Вот тут-то и вступилась Мама: она устроила Шарманщика на жительство, выделив ему у нас в подвале каморку, куда поставили кровать и приносили вдосталь еды и питья для него самого и для мартышки. Вдобавок вместо латаной-перелатаной куртки ему выдали поношенный, но совсем еще целый отцовский сюртук, и Шарманщик был преисполнен благодарности и отвешивал поклоны с учтивостью человека, знававшего лучшие времена. Но потом он внезапно захворал и слег в постель. И тогда послали за доктором Фредерисиа, однако доктор не обнаружил у чужестранца никакой особой болезни.
— Бродяга обессилел от нищенской жизни, ну да на ваших хлебах он живо на ноги поднимется!

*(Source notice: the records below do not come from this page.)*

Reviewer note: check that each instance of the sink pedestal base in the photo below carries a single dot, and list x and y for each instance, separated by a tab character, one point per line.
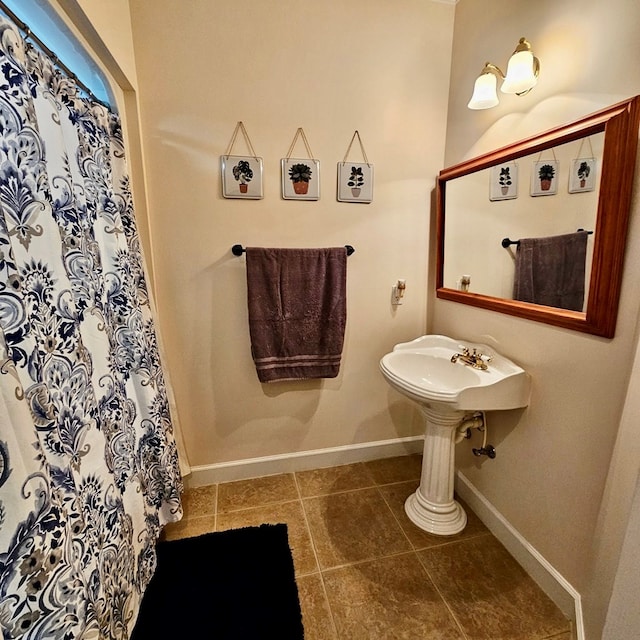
432	507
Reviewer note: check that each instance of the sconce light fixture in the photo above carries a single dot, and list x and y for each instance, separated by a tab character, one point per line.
522	75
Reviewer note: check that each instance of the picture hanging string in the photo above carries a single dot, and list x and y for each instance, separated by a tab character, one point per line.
588	139
553	153
300	133
240	127
364	153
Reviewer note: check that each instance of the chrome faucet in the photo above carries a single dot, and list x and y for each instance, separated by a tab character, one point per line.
473	358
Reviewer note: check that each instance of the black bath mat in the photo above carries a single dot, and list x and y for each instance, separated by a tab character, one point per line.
230	585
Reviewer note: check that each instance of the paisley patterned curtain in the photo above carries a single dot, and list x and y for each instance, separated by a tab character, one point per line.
88	463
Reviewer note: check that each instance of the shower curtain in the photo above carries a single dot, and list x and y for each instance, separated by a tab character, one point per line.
88	463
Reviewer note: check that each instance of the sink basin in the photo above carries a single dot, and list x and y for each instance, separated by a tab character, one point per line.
447	391
423	371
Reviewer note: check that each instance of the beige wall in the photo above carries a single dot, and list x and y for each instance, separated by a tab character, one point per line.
562	477
331	68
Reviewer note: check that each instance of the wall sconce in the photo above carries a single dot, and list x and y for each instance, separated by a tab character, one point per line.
522	75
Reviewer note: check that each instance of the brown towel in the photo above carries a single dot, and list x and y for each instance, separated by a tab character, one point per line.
297	311
551	270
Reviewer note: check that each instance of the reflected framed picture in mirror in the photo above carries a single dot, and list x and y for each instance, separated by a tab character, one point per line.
582	176
544	178
504	181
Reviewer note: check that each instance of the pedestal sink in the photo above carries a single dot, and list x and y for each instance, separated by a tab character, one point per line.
451	393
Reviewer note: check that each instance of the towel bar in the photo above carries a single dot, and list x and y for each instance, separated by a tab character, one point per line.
506	242
238	249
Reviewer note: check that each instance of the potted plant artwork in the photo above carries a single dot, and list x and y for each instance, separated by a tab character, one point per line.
546	173
300	175
505	180
356	180
243	174
583	173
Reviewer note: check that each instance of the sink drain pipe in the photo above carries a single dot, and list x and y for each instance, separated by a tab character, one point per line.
478	421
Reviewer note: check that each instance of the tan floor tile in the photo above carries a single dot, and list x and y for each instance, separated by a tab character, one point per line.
489	593
353	526
395	496
200	501
289	513
245	494
316	616
388	598
343	478
388	470
189	528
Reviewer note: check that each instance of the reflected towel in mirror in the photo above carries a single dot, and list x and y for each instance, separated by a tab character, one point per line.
551	271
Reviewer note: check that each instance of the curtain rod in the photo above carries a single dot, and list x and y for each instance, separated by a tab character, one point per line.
28	34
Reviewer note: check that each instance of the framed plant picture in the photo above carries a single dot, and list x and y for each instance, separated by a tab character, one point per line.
241	177
583	175
355	182
544	178
504	181
300	179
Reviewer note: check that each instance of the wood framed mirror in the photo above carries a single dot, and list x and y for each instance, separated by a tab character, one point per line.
613	133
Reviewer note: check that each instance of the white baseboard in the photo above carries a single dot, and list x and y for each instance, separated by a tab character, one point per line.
301	461
541	571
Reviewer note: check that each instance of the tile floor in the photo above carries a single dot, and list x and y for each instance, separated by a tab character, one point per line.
365	572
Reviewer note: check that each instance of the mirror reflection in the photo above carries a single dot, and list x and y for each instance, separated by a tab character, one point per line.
534	205
504	212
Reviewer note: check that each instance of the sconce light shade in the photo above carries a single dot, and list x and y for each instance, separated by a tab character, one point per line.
484	92
521	73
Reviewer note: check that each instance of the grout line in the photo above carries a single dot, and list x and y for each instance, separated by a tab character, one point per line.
444	600
315	554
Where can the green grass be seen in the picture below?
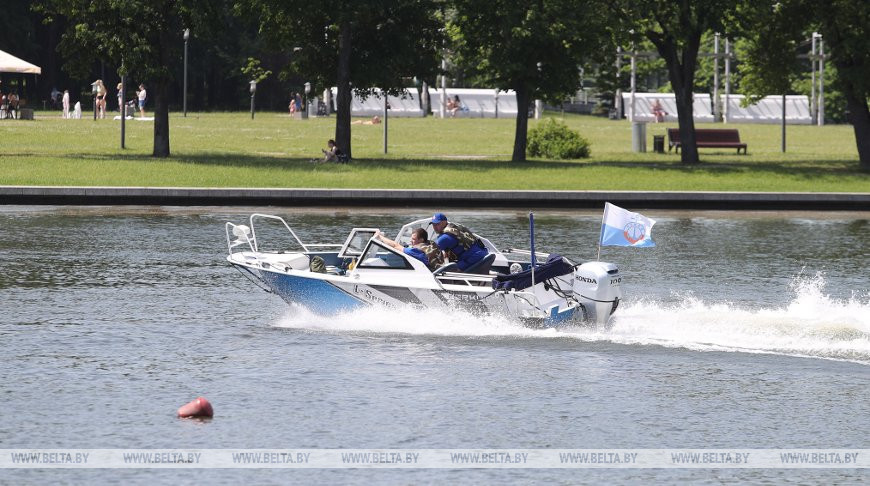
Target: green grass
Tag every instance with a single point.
(231, 150)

Шарманщик и вправду скоро выздоровел, щеки его согрел румянец, а в зрячем глазу появился блеск, и теперь благодарность его просто не знала границ. Что он там лопочет на своем нездешнем наречии, никто разобрать не мог, но по его глазам и по вкрадчивым жестам было понятно, что он расточает восторженные похвалы. В конце концов он стал приходить из своей каморки наверх и кормиться за кухонным столом вместе с барышней-мартышкой. Чем дальше, тем больше он делался похож на нормального человека — обнаружилось, что, несмотря на горб, это довольно приятная на вид и благовоспитанная личность с симпатичными морщинками, веером расходящимися от глаз, и с красиво серебрящейся проседью в черной как смоль бороде. К тому же выяснилось, что Шарманщик умеет не только крутить свою шарманку, но и кое-что другое. Он искусно склеивал фарфор: Три Грации, которые упали с полки и разбились, благодаря его стараниям опять стали как новенькие. Старую посудину, которая с незапамятных времен валялась в курятнике, перевернутая кверху дном и затопленная навозной жижей, он раскопал, отчистил и надраил так, что она словно по волшебству превратилась в сверкающий медный таз. Еще он умел вырезать узоры по дереву, а также мастерить всякие фигурки и забавных кукол из стволиков водорослей, которые мы, дети, ему приносили.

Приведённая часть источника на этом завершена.